In 2011, overall earnings for the S&P 500 are expected to increase 14.2 percent, according to analyst consensus compiled by . Sales, on the other hand, are expected to grow only 5.4 percent, according to the consensus.
Silverblatt’s current estimate for sales gains is more bullish at 9.1 percent (7.6 percent ex-financials), but even that is likely too low, he says. In a recent report, Goldman Sachs said it expects sales to grow 8 percent in 2011.
“If that is correct, it translates into more cost-cutting”, says Silverblatt. “But I doubt that any more significant cost cuts can be made.”
Silverblatt believes companies will start spending again. “They finally have opportunity to spend.”
"We think that the ability to defer hiring and still see real revenue gains may be largely behind us."
The Energy and Technology/IT sectors may do particularly well in terms of revenue growth this year, according to Silverblatt. “With improving economy, companies are once again spending on technical needs, infrastructure, and software.”
Earnings results from technology heavyweights IBM and Apple this week appear to confirm a rebound in corporate spending on technology. And Intel, a bellwether for the sector, in its report last week said that it expected a big increase in capital spending. Some analysts see the announcement as a signal of the company’s confidence in future demand.
Mark Luschini, chief investment strategist at Janney Montgomery Scott agrees: “The majority of cuts to maintain profitability during the downturn have been implemented.” He believes the economic climate should allow companies to achieve profit forecasts through revenue increases, rather than cost-slashing.

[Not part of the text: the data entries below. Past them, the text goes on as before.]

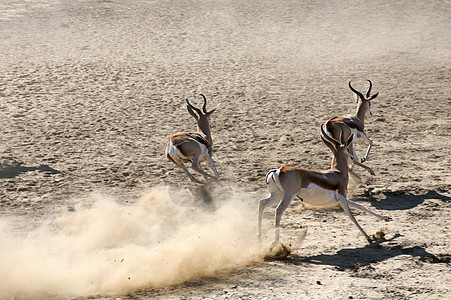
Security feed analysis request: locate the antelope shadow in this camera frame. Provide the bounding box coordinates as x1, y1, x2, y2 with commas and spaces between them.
0, 162, 61, 179
364, 190, 451, 210
286, 234, 450, 271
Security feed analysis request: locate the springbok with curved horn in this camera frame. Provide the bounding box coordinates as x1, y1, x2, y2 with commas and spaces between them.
326, 80, 379, 180
166, 94, 219, 184
257, 122, 391, 245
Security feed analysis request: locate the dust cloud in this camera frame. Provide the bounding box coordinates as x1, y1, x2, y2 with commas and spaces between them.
0, 187, 263, 299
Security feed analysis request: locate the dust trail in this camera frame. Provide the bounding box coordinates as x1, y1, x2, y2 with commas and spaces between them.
0, 187, 262, 298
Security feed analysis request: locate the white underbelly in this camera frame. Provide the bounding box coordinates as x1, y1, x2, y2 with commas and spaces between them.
298, 183, 337, 206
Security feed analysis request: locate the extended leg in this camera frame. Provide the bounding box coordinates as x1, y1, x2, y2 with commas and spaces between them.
335, 192, 371, 243
179, 161, 205, 184
192, 157, 213, 183
348, 200, 392, 222
205, 153, 219, 180
257, 191, 279, 241
360, 132, 373, 163
274, 191, 296, 245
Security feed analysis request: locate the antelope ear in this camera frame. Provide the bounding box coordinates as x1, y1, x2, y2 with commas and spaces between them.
186, 105, 199, 121
368, 92, 379, 101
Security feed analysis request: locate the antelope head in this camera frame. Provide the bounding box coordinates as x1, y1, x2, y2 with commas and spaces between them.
349, 80, 379, 118
186, 94, 219, 142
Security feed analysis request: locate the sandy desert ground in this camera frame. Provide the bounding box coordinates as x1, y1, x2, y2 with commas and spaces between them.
0, 0, 451, 299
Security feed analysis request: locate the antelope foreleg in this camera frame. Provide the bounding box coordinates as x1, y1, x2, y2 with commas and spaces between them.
360, 133, 373, 163
257, 191, 277, 242
205, 153, 219, 180
180, 161, 205, 184
273, 191, 296, 245
335, 192, 371, 243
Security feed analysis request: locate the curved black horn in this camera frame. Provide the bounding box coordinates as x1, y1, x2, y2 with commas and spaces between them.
199, 94, 207, 114
186, 98, 202, 116
349, 81, 365, 100
366, 79, 373, 98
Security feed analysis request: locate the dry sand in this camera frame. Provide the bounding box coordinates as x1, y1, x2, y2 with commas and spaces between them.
0, 0, 451, 299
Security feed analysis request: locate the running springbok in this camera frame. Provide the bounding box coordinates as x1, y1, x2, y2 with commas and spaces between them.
257, 122, 391, 245
166, 94, 219, 184
326, 80, 379, 180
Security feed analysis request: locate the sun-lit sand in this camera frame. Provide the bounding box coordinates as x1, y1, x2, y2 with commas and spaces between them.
0, 0, 451, 299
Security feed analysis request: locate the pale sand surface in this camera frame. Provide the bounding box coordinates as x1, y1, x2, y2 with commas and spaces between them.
0, 0, 451, 299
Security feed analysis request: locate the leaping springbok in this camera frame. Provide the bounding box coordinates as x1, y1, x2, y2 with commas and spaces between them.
166, 94, 219, 184
325, 80, 379, 180
257, 122, 391, 245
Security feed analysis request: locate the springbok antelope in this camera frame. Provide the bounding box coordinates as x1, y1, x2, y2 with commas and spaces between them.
326, 80, 379, 180
257, 122, 390, 245
166, 94, 219, 184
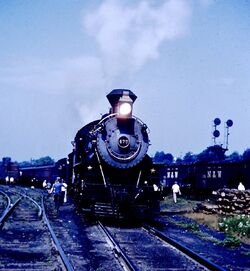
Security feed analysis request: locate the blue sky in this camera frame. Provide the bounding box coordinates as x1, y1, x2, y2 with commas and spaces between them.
0, 0, 250, 161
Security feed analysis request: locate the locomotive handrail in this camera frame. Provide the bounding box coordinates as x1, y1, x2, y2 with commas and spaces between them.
95, 148, 107, 187
90, 113, 118, 133
90, 113, 150, 136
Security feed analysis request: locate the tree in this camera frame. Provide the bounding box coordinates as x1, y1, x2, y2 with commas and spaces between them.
183, 152, 197, 163
153, 151, 174, 164
226, 151, 242, 162
197, 145, 225, 162
242, 149, 250, 161
19, 156, 55, 167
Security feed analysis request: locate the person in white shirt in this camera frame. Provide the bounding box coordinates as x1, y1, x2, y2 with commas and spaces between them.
172, 181, 181, 203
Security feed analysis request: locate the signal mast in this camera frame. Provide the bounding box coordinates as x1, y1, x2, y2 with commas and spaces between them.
213, 118, 233, 151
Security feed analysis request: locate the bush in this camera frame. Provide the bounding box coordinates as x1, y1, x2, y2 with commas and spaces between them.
219, 214, 250, 238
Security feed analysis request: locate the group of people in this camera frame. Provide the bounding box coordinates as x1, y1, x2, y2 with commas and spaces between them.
45, 177, 68, 212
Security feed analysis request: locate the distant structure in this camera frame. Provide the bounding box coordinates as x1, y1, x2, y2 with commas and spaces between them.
213, 118, 233, 151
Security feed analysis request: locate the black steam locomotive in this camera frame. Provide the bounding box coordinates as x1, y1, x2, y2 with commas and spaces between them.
69, 89, 159, 218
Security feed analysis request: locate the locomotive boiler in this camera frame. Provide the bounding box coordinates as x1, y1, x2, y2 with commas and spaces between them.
72, 89, 159, 218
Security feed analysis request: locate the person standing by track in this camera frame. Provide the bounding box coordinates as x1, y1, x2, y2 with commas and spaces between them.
172, 181, 181, 203
50, 179, 63, 212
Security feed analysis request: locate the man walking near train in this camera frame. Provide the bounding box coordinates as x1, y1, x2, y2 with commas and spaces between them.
172, 181, 181, 203
50, 179, 63, 215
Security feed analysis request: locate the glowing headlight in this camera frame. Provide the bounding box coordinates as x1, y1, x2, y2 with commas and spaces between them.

Luschini expects revenue growth of as much as 7 percent.
One potential sign that revenue growth will be more of a significant factor than cost-cutting in contributing to bottom line growth in 2011 is the projected decline in the number of S&P 500 companies expecting year-over-year revenue decreases and earnings increases.
According to FactSet Estimates, that number should drop to 31 companies versus 75 last year. In 2009, the year when drastic cost cuts drove a rebound in corporate profits, there were 115 such companies.
Forty-five percent or 14 companies on this year’s list are from the financial sector, according to the data. Eight of them are regional banks. Economic uncertainty and new banking regulations continue to put pressure on their traditional sources of revenue.
Analysts say revenues growth for the S&P 500 companies this year will come from stronger global growth and foreign sales, particularly in emerging markets. Currently, almost 50 percent of sales for the S&P 500 companies are generated abroad.
And although demand in the U.S. has been weak, recent retail sales data indicate that consumers are resilient and are spending again.
The payroll tax cut and jobless benefits extension should provide a slight boost to sales as well, notes Gina Sanchez, director of equity and asset allocation strategy for Roubini Global Economics. “It will be just enough to keep consumers from being overly focused on savings and deleveraging.”
The wealth effect from a rise in the stock market should also reinforce spending, albeit marginally, according to Sanchez. She expects sales growth to be close to the current consensus of 5 percent.
Some analysts believe that meaningful growth for companies might not come until they start adding workers.
“We think that the ability to defer hiring and still see real revenue gains may be largely behind us,” says Luschini.
Weak pace of growth in worker productivity last year is seen by many economists as a sign that companies will have to start bringing back their laid-off workers.
Although most analysts do not expect to see widespread hiring in 2011, they say increase in hiring and peaking productivity may dent margins, which are currently near all-time highs.
Goldman Sachs forecasts margin expansion of 8.8 percent this year. But it warns that rising costs of raw materials and food inflation could put downward pressure on margins for some companies as the cost of goods sold rises.